Appointment by Curtin University of a non-government dietitian to supervise dietetic students’ placements used established networks to broaden the scope of the placement. The dietitian employed by the MGPN to provide nutrition services to the local GRAMS, Curtin University and supported by CUCRH, provided invaluable opportunities for students to work with Indigenous people.
Dietetic students bring the ability to provide accurate resources for nutrition education, and have the luxury of time to develop resources identified by GRAMS. GRAMS brings cultural security and Indigenous knowledge to make resources culturally appropriate, focused on identified nutrition issues, and Aboriginal health workers to deliver nutrition messages on a permanent basis. Using ‘train the trainer’ approach students developed resources, trained health workers to deliver nutrition messages, and empowered them as experts in Indigenous health.

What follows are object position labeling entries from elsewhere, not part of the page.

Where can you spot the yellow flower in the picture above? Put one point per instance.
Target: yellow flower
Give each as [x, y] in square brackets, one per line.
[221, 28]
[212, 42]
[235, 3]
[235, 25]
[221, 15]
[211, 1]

Cultural competency gained by working with Indigenous health workers was vital to students’ training, and promoted a culture of respect and cooperation with Indigenous health workers. Cultural barriers, prejudices and stereotypes were crushed for students, many who had not left the security of the city, or interacted with Indigenous people.
Resources eventuated and great ideas and dreams of the health workers became a reality. With these resources specifically targeting local needs and having local content, there has been ownership. Resource topics include antenatal nutrition, diabetes and women’s health screening series.
Students meet competencies required for entry level dietitians while completing the development cycle. Getting the job done has now become a ‘work in progress’ and a success story.